The wind carries dust through the empty mansions in the ghost town in Shenyang, north of Beijing. Cattle roam the streets where upper-class residents were supposed to stroll.
This is not unusual. In China some 65 million homes sit empty — victims of the real estate drive that underlay the country’s economy.
In China, a number of walls are closing in — and they have nothing to do with external military competition.
There was a time in Japan which people referred to as the “Lost Generation”; pundits in China are referring to their plight as the “Last Generation.”
And nothing in this dark picture is anything for the West to celebrate, because a desperate China is not in anyone’s interests.

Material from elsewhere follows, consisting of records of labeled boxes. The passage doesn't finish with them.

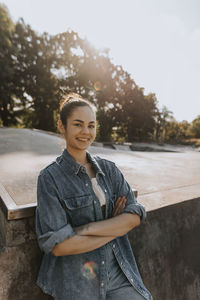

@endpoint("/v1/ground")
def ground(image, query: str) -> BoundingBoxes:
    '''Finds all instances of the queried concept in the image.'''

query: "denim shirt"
[36,149,152,300]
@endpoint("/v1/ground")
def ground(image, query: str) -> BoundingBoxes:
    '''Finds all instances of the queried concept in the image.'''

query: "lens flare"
[81,261,98,280]
[94,81,101,91]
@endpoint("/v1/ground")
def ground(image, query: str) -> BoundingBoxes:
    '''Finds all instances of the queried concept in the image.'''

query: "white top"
[91,178,106,206]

First, the demographics is a nightmare. In the coming two decades its working-class population will drop to 773-million — China will lose a number of workers equal to the entire population of Brazil. The under-14 population is also going to fall, so there will be few people to replace the workers. Because of government policy — the one-child population control regulation — it has a dearth of women, and the women it does have seem to be disinclined to want children (two-thirds have expressed “low birth desire”). Fertility rates in Beijing and Shanghai have fallen to the lowest in the world.
In parallel China has exaggerated school enrolment data for economic purposes; Jieshu City in Anui reported 50,000 students when the actual number was 36,000 — but money for educational subsidies is based on the number of students. A middle school in Hubei province reported 3,000 students but the real number was 700.